PKI tokens in Keystone suffered from many things, most essentially the trials due to the various forms of revocation. I never wanted revocation in the first place. What could we have done differently? It just (I mean moments ago) came to me.
A PKI token is a signed document that says “at this point in time, these things are true” where “these things” have to do with users roles in projects. Revocation means “these things are no longer true.” But long running tasks need long running authentication. PKI tokens seem built for that.
What we should distinguish is a difference between kicking off a new job, and continued authorization for an old job. When a user requests something from Nova, the only identity that comes into play is the users own Identity. Nova needs to confirm this, but, in a PKI token world, there is no need to go and ask Keystone.
In a complex operation like launching a VM, Nova needs to ask Glance to do something. Today, Nova passes on the token it received, and all is well. This makes tokens into true bearer tokens, and they are passed around far too much for my comfort.
Lets say that, to start, when Nova calls Glance, Nova’s own Identity should be confirmed. Tokens are really poor for this, a much better way would be to use X509. While Glance would need to do a mapping transform, the identity of Nova would not be transferable. Put another way, Nova would not be handing off a bearer token to Glance. Bearer tokens from Powerful systems like Nova are a really scary thing.

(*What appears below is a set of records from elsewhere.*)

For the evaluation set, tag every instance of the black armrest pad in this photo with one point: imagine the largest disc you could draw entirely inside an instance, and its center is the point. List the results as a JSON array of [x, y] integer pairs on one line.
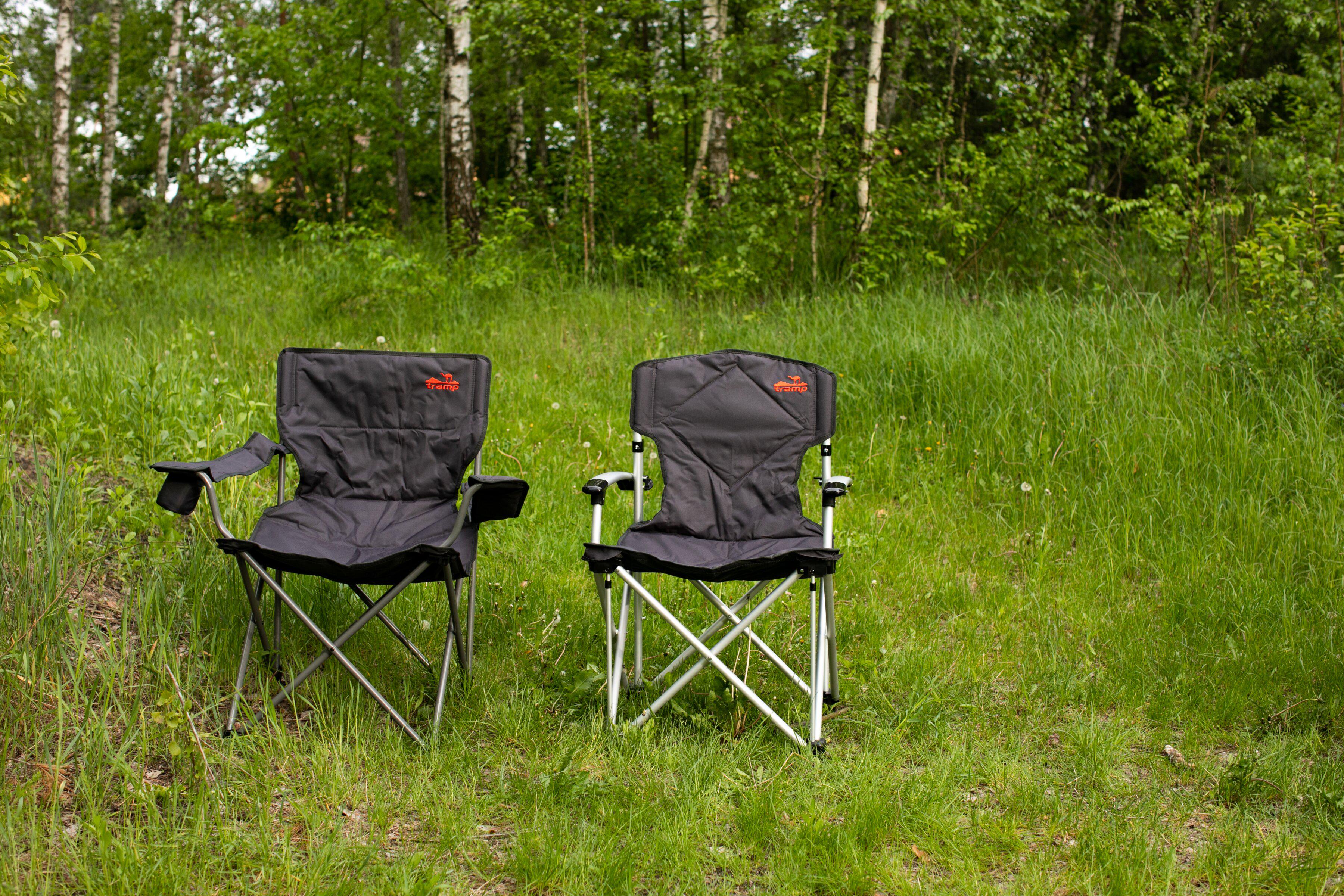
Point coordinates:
[[182, 489], [501, 498]]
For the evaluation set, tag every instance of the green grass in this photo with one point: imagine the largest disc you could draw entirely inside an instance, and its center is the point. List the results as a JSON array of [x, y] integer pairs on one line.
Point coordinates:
[[1014, 662]]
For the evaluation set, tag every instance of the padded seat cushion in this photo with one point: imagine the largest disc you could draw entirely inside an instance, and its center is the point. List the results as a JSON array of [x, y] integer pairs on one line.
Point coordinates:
[[710, 561], [360, 541]]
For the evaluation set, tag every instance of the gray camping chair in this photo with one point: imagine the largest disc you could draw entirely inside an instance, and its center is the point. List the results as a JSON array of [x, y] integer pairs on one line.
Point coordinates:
[[383, 441], [732, 429]]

If we had this combination of user-confirmed-data and service-identity, we would have a really powerful delegation system. Why could this not be done today, with UUID/Fernet tokens? If we only ever had to deal with a max of two hops, (Nova to Glance, Nova to Neutron) we could.
Enter Trove, Heat, Sahara, and any other process that does work on behalf of a user. Lets make it really fun and say that we have the following chain of operations:
If any one links in this chain is untrusted, we cannot pass tokens along.
What if, however, each step had a rule that said “I can accept tokens for users from Endpoint E” and passed a PKI token along. User submits a PKI token to Heat. Heat passes this. plus its own identity on to Sahara, that trusts Heat. And so on down the line.
OK…revocations. We say here that a PKI token is never revoked. We make it valid for the length of long running operations…say a day.
But we add an additional rule:Â A user can only use a PKI token within 5 minutes of issue.
Service to Service calls can use PKI tokens to say “here is when it was authorized, and it was good then.”
A user holds on to A PKI token for 10 minutes, tries to call Nova, and the token is rejected as “too old.”
This same structure would work with Fernet tokens, assuming a couple things:
- We get rid of revocations checks for tokens validated with service tokens.
- If a user loses a role, we are OK with having a long term operation depending on that role failing.
I think this general structure would make OpenStack a hell of a lot more scalably secure than it is today.
Huge thanks to Jamie Lennox for proposing a mechanism along these lines.